The Thompson article in the Berkshire Eagle may well be a game changer.

“When Berkshire Museum Executive Director Van Shields said that this is a moment of existential crisis, he meant it. Let’s get real: The museum’s survival is at stake,” he said. “…Let’s take a deep breath, cool the rhetoric, and gather around an institution that will either risk re-inventing itself over the next few months or risk disappearing from our midst over the next few years. And let’s write checks.”

As a museum director and neighbor, with friends on the museum’s board and staff, his empathy is understandable. He knows a lot more than most of us. Add to that the epic tale of years of making payroll and holding off extinction.

For that Thompson deserves enormous respect.

But I do not agree with  his plea to write the museum a blank check.

Under Shields the museum has shunned Berkshire artists so there isn’t a relationship to build upon. That sharply contrasts with former director, Stuart Chase, who welcomed and worked with artists.

When the news broke the Berkshire Eagle endorsed the plans including an editorial.

Soon questions of ethics were raised and the Eagle has covered the debate with a daily mix of above the fold news stories, interviews, op-ed pieces and letters.

Its position continues to be supportive of the museum’s drastic “reboot” and strategies for survival.

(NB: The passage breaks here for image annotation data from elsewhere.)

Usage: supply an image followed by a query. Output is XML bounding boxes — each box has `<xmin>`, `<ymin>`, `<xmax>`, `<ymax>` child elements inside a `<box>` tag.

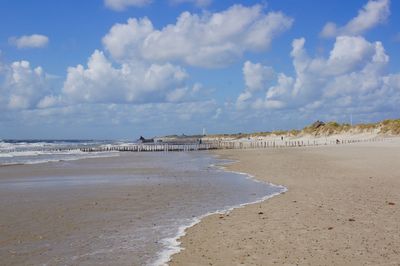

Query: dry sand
<box><xmin>170</xmin><ymin>140</ymin><xmax>400</xmax><ymax>266</ymax></box>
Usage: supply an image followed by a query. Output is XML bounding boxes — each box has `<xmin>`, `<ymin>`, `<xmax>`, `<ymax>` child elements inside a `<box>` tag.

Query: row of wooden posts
<box><xmin>80</xmin><ymin>138</ymin><xmax>384</xmax><ymax>152</ymax></box>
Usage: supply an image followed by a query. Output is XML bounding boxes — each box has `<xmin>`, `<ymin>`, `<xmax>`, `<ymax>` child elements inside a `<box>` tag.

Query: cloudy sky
<box><xmin>0</xmin><ymin>0</ymin><xmax>400</xmax><ymax>139</ymax></box>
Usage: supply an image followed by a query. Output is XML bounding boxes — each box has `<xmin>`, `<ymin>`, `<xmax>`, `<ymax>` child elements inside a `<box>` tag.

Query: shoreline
<box><xmin>150</xmin><ymin>153</ymin><xmax>288</xmax><ymax>266</ymax></box>
<box><xmin>169</xmin><ymin>139</ymin><xmax>400</xmax><ymax>265</ymax></box>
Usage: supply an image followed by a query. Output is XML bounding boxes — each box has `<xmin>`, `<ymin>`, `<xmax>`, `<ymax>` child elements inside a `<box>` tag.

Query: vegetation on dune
<box><xmin>207</xmin><ymin>119</ymin><xmax>400</xmax><ymax>139</ymax></box>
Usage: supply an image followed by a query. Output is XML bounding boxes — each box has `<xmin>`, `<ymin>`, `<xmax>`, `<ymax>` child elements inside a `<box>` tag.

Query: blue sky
<box><xmin>0</xmin><ymin>0</ymin><xmax>400</xmax><ymax>139</ymax></box>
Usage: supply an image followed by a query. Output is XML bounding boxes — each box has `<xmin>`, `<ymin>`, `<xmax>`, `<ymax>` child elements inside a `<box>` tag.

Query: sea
<box><xmin>0</xmin><ymin>139</ymin><xmax>122</xmax><ymax>165</ymax></box>
<box><xmin>0</xmin><ymin>140</ymin><xmax>286</xmax><ymax>265</ymax></box>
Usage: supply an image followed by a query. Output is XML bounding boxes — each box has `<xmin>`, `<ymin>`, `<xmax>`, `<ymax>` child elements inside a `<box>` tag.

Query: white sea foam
<box><xmin>150</xmin><ymin>156</ymin><xmax>288</xmax><ymax>266</ymax></box>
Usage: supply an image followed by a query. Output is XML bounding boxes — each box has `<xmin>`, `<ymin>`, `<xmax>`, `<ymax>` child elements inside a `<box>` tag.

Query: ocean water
<box><xmin>0</xmin><ymin>140</ymin><xmax>119</xmax><ymax>165</ymax></box>
<box><xmin>0</xmin><ymin>152</ymin><xmax>285</xmax><ymax>265</ymax></box>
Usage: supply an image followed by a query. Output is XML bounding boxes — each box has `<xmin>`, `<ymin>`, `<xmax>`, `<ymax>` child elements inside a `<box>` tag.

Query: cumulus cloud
<box><xmin>62</xmin><ymin>50</ymin><xmax>194</xmax><ymax>103</ymax></box>
<box><xmin>104</xmin><ymin>0</ymin><xmax>152</xmax><ymax>11</ymax></box>
<box><xmin>8</xmin><ymin>34</ymin><xmax>49</xmax><ymax>49</ymax></box>
<box><xmin>243</xmin><ymin>61</ymin><xmax>275</xmax><ymax>91</ymax></box>
<box><xmin>103</xmin><ymin>5</ymin><xmax>293</xmax><ymax>68</ymax></box>
<box><xmin>171</xmin><ymin>0</ymin><xmax>212</xmax><ymax>7</ymax></box>
<box><xmin>0</xmin><ymin>61</ymin><xmax>50</xmax><ymax>109</ymax></box>
<box><xmin>321</xmin><ymin>0</ymin><xmax>390</xmax><ymax>38</ymax></box>
<box><xmin>237</xmin><ymin>36</ymin><xmax>400</xmax><ymax>117</ymax></box>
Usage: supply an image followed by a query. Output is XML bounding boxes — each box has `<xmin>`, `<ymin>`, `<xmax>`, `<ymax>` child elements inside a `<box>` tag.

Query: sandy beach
<box><xmin>170</xmin><ymin>140</ymin><xmax>400</xmax><ymax>266</ymax></box>
<box><xmin>0</xmin><ymin>152</ymin><xmax>282</xmax><ymax>266</ymax></box>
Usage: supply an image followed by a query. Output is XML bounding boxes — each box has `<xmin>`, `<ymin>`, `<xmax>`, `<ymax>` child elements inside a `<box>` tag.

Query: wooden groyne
<box><xmin>80</xmin><ymin>137</ymin><xmax>389</xmax><ymax>152</ymax></box>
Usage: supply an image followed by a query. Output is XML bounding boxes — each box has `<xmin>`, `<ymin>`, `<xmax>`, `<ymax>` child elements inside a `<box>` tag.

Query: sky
<box><xmin>0</xmin><ymin>0</ymin><xmax>400</xmax><ymax>140</ymax></box>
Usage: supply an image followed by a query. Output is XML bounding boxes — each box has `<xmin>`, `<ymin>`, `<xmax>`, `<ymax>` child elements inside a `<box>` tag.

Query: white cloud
<box><xmin>0</xmin><ymin>61</ymin><xmax>50</xmax><ymax>109</ymax></box>
<box><xmin>104</xmin><ymin>0</ymin><xmax>152</xmax><ymax>11</ymax></box>
<box><xmin>237</xmin><ymin>36</ymin><xmax>400</xmax><ymax>117</ymax></box>
<box><xmin>103</xmin><ymin>5</ymin><xmax>293</xmax><ymax>67</ymax></box>
<box><xmin>63</xmin><ymin>50</ymin><xmax>191</xmax><ymax>103</ymax></box>
<box><xmin>321</xmin><ymin>0</ymin><xmax>390</xmax><ymax>38</ymax></box>
<box><xmin>8</xmin><ymin>34</ymin><xmax>49</xmax><ymax>49</ymax></box>
<box><xmin>170</xmin><ymin>0</ymin><xmax>212</xmax><ymax>7</ymax></box>
<box><xmin>243</xmin><ymin>61</ymin><xmax>275</xmax><ymax>91</ymax></box>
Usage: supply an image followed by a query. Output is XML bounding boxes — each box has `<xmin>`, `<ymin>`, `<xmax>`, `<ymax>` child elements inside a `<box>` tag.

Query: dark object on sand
<box><xmin>311</xmin><ymin>120</ymin><xmax>325</xmax><ymax>129</ymax></box>
<box><xmin>138</xmin><ymin>136</ymin><xmax>154</xmax><ymax>143</ymax></box>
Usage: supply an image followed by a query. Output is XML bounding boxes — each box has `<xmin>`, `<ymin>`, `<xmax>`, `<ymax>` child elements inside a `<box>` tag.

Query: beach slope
<box><xmin>170</xmin><ymin>141</ymin><xmax>400</xmax><ymax>265</ymax></box>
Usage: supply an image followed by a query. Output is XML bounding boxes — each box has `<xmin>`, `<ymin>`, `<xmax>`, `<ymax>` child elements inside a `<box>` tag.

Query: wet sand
<box><xmin>170</xmin><ymin>140</ymin><xmax>400</xmax><ymax>266</ymax></box>
<box><xmin>0</xmin><ymin>152</ymin><xmax>282</xmax><ymax>265</ymax></box>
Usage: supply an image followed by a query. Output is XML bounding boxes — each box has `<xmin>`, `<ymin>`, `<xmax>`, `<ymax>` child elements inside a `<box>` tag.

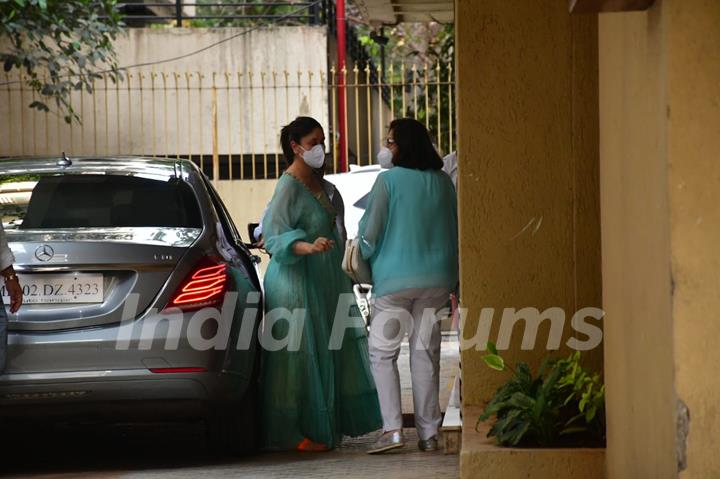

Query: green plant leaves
<box><xmin>480</xmin><ymin>343</ymin><xmax>605</xmax><ymax>446</ymax></box>
<box><xmin>483</xmin><ymin>354</ymin><xmax>505</xmax><ymax>371</ymax></box>
<box><xmin>0</xmin><ymin>0</ymin><xmax>124</xmax><ymax>122</ymax></box>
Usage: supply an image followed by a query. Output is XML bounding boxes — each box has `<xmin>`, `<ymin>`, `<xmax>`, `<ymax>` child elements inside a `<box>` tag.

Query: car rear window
<box><xmin>0</xmin><ymin>174</ymin><xmax>202</xmax><ymax>230</ymax></box>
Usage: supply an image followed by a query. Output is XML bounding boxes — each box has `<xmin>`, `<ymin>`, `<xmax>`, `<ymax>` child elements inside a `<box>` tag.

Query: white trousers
<box><xmin>369</xmin><ymin>288</ymin><xmax>450</xmax><ymax>440</ymax></box>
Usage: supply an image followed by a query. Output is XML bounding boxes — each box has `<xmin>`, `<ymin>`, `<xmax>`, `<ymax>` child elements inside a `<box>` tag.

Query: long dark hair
<box><xmin>390</xmin><ymin>118</ymin><xmax>443</xmax><ymax>170</ymax></box>
<box><xmin>280</xmin><ymin>116</ymin><xmax>322</xmax><ymax>166</ymax></box>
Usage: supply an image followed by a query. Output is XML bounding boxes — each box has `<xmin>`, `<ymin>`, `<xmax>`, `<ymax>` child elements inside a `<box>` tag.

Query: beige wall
<box><xmin>456</xmin><ymin>0</ymin><xmax>602</xmax><ymax>408</ymax></box>
<box><xmin>600</xmin><ymin>0</ymin><xmax>720</xmax><ymax>478</ymax></box>
<box><xmin>600</xmin><ymin>7</ymin><xmax>675</xmax><ymax>479</ymax></box>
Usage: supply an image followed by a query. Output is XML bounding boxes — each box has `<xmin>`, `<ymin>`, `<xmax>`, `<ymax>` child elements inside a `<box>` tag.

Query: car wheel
<box><xmin>207</xmin><ymin>386</ymin><xmax>258</xmax><ymax>456</ymax></box>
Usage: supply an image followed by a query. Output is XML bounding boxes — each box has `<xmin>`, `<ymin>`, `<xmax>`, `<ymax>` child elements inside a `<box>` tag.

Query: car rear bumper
<box><xmin>0</xmin><ymin>369</ymin><xmax>247</xmax><ymax>417</ymax></box>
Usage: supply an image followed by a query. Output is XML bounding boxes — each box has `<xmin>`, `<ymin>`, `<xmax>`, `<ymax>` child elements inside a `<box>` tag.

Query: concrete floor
<box><xmin>0</xmin><ymin>336</ymin><xmax>459</xmax><ymax>479</ymax></box>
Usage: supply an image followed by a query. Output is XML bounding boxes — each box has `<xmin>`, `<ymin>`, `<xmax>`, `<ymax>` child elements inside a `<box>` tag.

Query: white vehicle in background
<box><xmin>325</xmin><ymin>165</ymin><xmax>382</xmax><ymax>324</ymax></box>
<box><xmin>325</xmin><ymin>165</ymin><xmax>382</xmax><ymax>239</ymax></box>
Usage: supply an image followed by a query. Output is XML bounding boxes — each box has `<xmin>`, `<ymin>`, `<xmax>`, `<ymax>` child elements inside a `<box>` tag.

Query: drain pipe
<box><xmin>335</xmin><ymin>0</ymin><xmax>348</xmax><ymax>171</ymax></box>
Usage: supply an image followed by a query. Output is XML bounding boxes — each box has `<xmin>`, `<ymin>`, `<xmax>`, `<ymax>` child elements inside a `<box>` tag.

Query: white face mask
<box><xmin>300</xmin><ymin>145</ymin><xmax>325</xmax><ymax>168</ymax></box>
<box><xmin>377</xmin><ymin>146</ymin><xmax>394</xmax><ymax>168</ymax></box>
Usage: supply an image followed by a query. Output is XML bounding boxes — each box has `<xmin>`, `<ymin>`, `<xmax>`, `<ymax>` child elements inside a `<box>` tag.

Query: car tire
<box><xmin>207</xmin><ymin>385</ymin><xmax>259</xmax><ymax>456</ymax></box>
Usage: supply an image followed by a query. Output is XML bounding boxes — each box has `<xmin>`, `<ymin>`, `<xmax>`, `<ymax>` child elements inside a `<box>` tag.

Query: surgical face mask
<box><xmin>377</xmin><ymin>146</ymin><xmax>393</xmax><ymax>168</ymax></box>
<box><xmin>300</xmin><ymin>145</ymin><xmax>325</xmax><ymax>168</ymax></box>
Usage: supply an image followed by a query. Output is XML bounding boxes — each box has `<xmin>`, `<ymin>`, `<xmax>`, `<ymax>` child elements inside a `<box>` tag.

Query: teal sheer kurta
<box><xmin>358</xmin><ymin>166</ymin><xmax>458</xmax><ymax>298</ymax></box>
<box><xmin>261</xmin><ymin>173</ymin><xmax>382</xmax><ymax>450</ymax></box>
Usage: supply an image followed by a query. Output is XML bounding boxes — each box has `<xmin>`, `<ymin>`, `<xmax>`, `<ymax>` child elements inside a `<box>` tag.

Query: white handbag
<box><xmin>342</xmin><ymin>237</ymin><xmax>372</xmax><ymax>284</ymax></box>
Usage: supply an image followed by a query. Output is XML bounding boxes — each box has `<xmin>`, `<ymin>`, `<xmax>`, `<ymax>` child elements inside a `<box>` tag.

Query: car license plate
<box><xmin>2</xmin><ymin>273</ymin><xmax>103</xmax><ymax>304</ymax></box>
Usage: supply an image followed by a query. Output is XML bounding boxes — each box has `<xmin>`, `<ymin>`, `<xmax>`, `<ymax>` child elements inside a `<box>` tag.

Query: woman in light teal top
<box><xmin>358</xmin><ymin>125</ymin><xmax>458</xmax><ymax>297</ymax></box>
<box><xmin>261</xmin><ymin>117</ymin><xmax>380</xmax><ymax>451</ymax></box>
<box><xmin>358</xmin><ymin>119</ymin><xmax>458</xmax><ymax>454</ymax></box>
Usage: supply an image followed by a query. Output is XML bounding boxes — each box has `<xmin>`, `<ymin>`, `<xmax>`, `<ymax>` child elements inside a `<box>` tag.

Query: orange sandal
<box><xmin>296</xmin><ymin>438</ymin><xmax>329</xmax><ymax>452</ymax></box>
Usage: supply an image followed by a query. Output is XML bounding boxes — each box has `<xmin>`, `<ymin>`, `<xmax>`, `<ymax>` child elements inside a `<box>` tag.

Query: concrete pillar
<box><xmin>456</xmin><ymin>0</ymin><xmax>602</xmax><ymax>408</ymax></box>
<box><xmin>599</xmin><ymin>0</ymin><xmax>720</xmax><ymax>479</ymax></box>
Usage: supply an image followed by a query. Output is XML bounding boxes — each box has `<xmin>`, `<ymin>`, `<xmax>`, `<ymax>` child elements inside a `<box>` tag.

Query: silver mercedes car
<box><xmin>0</xmin><ymin>155</ymin><xmax>263</xmax><ymax>452</ymax></box>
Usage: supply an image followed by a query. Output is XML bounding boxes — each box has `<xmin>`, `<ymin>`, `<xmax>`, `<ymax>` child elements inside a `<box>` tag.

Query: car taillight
<box><xmin>168</xmin><ymin>260</ymin><xmax>228</xmax><ymax>311</ymax></box>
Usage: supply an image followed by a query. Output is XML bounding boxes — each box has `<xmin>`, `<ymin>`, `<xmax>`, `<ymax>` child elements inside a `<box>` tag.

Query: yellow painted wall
<box><xmin>456</xmin><ymin>0</ymin><xmax>602</xmax><ymax>406</ymax></box>
<box><xmin>599</xmin><ymin>0</ymin><xmax>720</xmax><ymax>478</ymax></box>
<box><xmin>666</xmin><ymin>0</ymin><xmax>720</xmax><ymax>479</ymax></box>
<box><xmin>599</xmin><ymin>8</ymin><xmax>675</xmax><ymax>479</ymax></box>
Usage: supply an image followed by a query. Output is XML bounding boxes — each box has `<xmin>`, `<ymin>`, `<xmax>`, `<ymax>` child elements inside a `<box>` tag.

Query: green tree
<box><xmin>0</xmin><ymin>0</ymin><xmax>124</xmax><ymax>123</ymax></box>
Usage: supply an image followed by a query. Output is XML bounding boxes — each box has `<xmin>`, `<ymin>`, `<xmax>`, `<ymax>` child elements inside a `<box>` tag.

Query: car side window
<box><xmin>205</xmin><ymin>178</ymin><xmax>243</xmax><ymax>245</ymax></box>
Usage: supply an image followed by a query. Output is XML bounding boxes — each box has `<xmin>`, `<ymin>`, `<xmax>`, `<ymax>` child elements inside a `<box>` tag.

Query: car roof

A recent editorial, however, raised daunting questions about the manner in which the museum has handled its message.

“Despite repeated requests by The Eagle and other interested parties, they have declined to furnish the answers to important questions that would help inform public discourse. Among them:

“Why deny access to the museum's profit/loss statements for the past two years?

“What is the current location of the art in question?

“When and where are the auctions scheduled to take place?

“What are the museum's future financial projections?

“What are its attendance figures?

“Who are the 400 individuals consulted during the conception of this plan?

“Who attended the June 12 board of trustees meeting where the move was voted upon?

“Where is the actual physical report and study laying out the details of this plan?

“These are reasonable requests, and the proper response to them is not to hire yet another public relations consultant or trumpet wishful claims that the community overwhelmingly supports the selloff decision — both of which the museum has resorted to…”

Coming from the paper of record it is time for the museum to be straight with us.

Instead of paying a lot of money for spin that it cannot afford Shields and the board should put the cold hard facts on the table.

Its strategy of smoke and mirrors does not inspire confidence in management and essential community support it will need moving forward.

Gutting the museum, destroying its architectural treasure, The Crane Room, and its theatre with two iconic Calder mobiles, to create a lobby and soaring atrium is defiling and unimaginative. Then filling galleries with touch screens and trendy bells and whistles may be of the moment but will soon be as out of date as last year’s I Phone.

Keeping up with the spin cycle its $60 million pot of gold won’t last long.

It will surely fall far short of its hyperbole of assuring the museum’s next 114 years. More than just cash it needs vision and curatorial creativity. As of now there is no evidence of that.